Can the Air Force follow a naval lead in bending its cost curve?


Here at the Atlantic Council last night, Air Force Secretary Deborah Lee James delivered an address on how her department wants to “bend the cost curve” in armaments. To review the reference, the cost curve is the concept in  economics which relates unit cost to units produced. The problem, she said, was that the Air Force Department (and I say arguably the Navy Department too) have been spending “more and more to get less and less.” Bureaucratic sclerosis and risk-aversion aren’t helping: the secretary was “horrified” to learn that her department takes an average of 17 months to award even a sole-source contract. So, while not quite fearing an end of history through Augustine’s Sixteenth Law, she announced three initiatives aimed at fixing the problem. She intends to enhance cooperation with industry, expand the number of competitors for the Air Force’s business, and improve the Air Force’s internal procurement processes. That’s all very logical, but we know so because announcements like this are not new.

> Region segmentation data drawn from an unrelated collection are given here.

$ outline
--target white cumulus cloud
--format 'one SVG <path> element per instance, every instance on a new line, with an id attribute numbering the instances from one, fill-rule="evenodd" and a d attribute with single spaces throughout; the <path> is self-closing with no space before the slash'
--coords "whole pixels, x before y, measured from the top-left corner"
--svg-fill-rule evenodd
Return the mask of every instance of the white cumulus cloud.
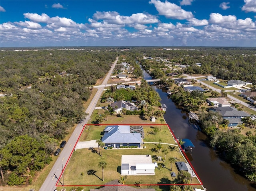
<path id="1" fill-rule="evenodd" d="M 212 24 L 228 24 L 236 20 L 236 17 L 234 15 L 223 16 L 219 13 L 212 13 L 210 15 L 209 22 Z"/>
<path id="2" fill-rule="evenodd" d="M 23 14 L 23 15 L 25 16 L 25 18 L 37 23 L 46 23 L 50 19 L 49 16 L 44 13 L 39 15 L 36 13 L 27 13 Z"/>
<path id="3" fill-rule="evenodd" d="M 181 5 L 191 5 L 191 2 L 194 0 L 182 0 L 180 2 L 180 4 Z"/>
<path id="4" fill-rule="evenodd" d="M 230 3 L 229 2 L 223 2 L 220 4 L 220 7 L 223 10 L 226 10 L 229 8 L 230 8 L 230 6 L 228 6 L 228 5 Z"/>
<path id="5" fill-rule="evenodd" d="M 188 20 L 189 24 L 192 26 L 204 26 L 208 24 L 208 21 L 206 19 L 200 20 L 196 18 L 192 18 Z"/>
<path id="6" fill-rule="evenodd" d="M 20 21 L 19 22 L 14 22 L 14 23 L 17 25 L 30 29 L 36 29 L 42 28 L 42 26 L 40 24 L 32 21 L 25 21 L 24 22 Z"/>
<path id="7" fill-rule="evenodd" d="M 64 7 L 63 6 L 60 4 L 60 3 L 58 3 L 57 4 L 54 3 L 52 6 L 52 8 L 55 8 L 56 9 L 64 9 Z"/>
<path id="8" fill-rule="evenodd" d="M 5 9 L 3 7 L 0 6 L 0 12 L 5 12 L 6 11 Z"/>
<path id="9" fill-rule="evenodd" d="M 104 20 L 108 23 L 117 24 L 150 24 L 158 22 L 156 16 L 149 14 L 139 13 L 132 14 L 131 16 L 121 16 L 115 11 L 96 12 L 93 18 L 96 20 Z"/>
<path id="10" fill-rule="evenodd" d="M 154 4 L 160 15 L 174 19 L 188 19 L 194 17 L 192 13 L 181 8 L 180 6 L 167 1 L 162 2 L 159 0 L 151 0 L 149 3 Z"/>
<path id="11" fill-rule="evenodd" d="M 256 0 L 244 0 L 245 4 L 242 8 L 242 10 L 246 12 L 254 12 L 256 13 Z"/>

That’s because Stalin’s line about the quality of quantity has both narrative power and analytical support. Visions of swarming, networked drones are yet just visions, but technological progress in machine learning may continue apace awhile, even if Moore’s Law runs out. More concretely, research by Wayne Hughes and John Schulte at the Naval Postgraduate School has argued that numbers of ships will matter greatly in missile combat at sea, and that the defensive power of those phased-array radars and rows of anti-aircraft missiles is overestimated. Then there’s that infamous briefing from RAND about what happens when those never-so-few stealth fighters run out of ammunition. If this is valid, then the Navy and Air Force have definitely been spending more to get not just fewer ships and aircraft, but less staying power in the fleet.
Either way, hedging that bet might be worth a modest investment. Let me recall the strong signal on Tuesday at the Surface Navy Association meeting in Crystal City. There Vice Admiral Rowden, Commander US Naval Surface Forces, described his vision for prioritizing lethality throughout the surface fleet. Given his cost constraints, he finds that the most logical means of increasing that lethality is distributing it. The admiral ultimately wants to arm not just his cruisers and destroyers with long-range anti-ship missiles, but his frigates, landing ships, and even auxiliaries. No potential enemy will be able presume that the super-carrier group is the center of all American naval power. Rather, American attacks may swarm in from surface groups along any bearing. That’s important, because the number of American super-carrier groups is not and will not be increasing. As even carrier enthusiast Bryan McGrath put it today, ‘platform-agnostic is economical’; so from here on in the Navy, “if it floats, it fights.”
Missiles on auxiliaries may be a fetching idea, but the idea can be extended. How about weapons and sensors and relays on tanker aircraft? The Marine Corps flies a good deal too, and has forged some clever innovations with its Harvest Hawk program. Those KC-130s have been around for decades, and will be for decades more, in yet more guises. If they fly, and fly for considerable cost, should not they fight? Fairly, one of Secretary James’ more intriguing announcements was the $2 million prize the Air Force is offering for a new medium-sized turbine engine. Why? Because a more efficient engine, she said, would be particularly important for future drones—another way of distributing combat power. It’s entirely possible that there are some wild-but-workable unmanned ideas floating around that vast black budget. And distributing fighting power with smaller weapons and platforms is one of the ways to lure more potential contractors into bidding on more programs.
What could all this mean for the Air Force? There are multiple ways of bending cost curves, but with different time horizons. At the dinner following our event, I took particular note of the observation that secretaries have limited opportunity to overhaul the way their services fight. This is not news either: HMS Victory was forty years old when she served as flagship at Trafalgar. But even as they keep a weather eye on twenty or thirty-year problems of training and equipping, leaders can make small changes that demonstrate hitherto unconsidered operational alternatives. The question, then, is not whether Secretary James and Assistant Secretary Laplante have stumbled onto a novel three-part management strategy. They have not. But facing their cost constraints, they probably have greater determination than some of their predecessors to make those eminently sensible strategies stick. If they start with some small wins, they may more clearly signal resolve and build a culture of deck-plate innovation and risk-taking that the Air Force seems to have lost.
James Hasík is a senior fellow at the Brent Scowcroft Center on International Security.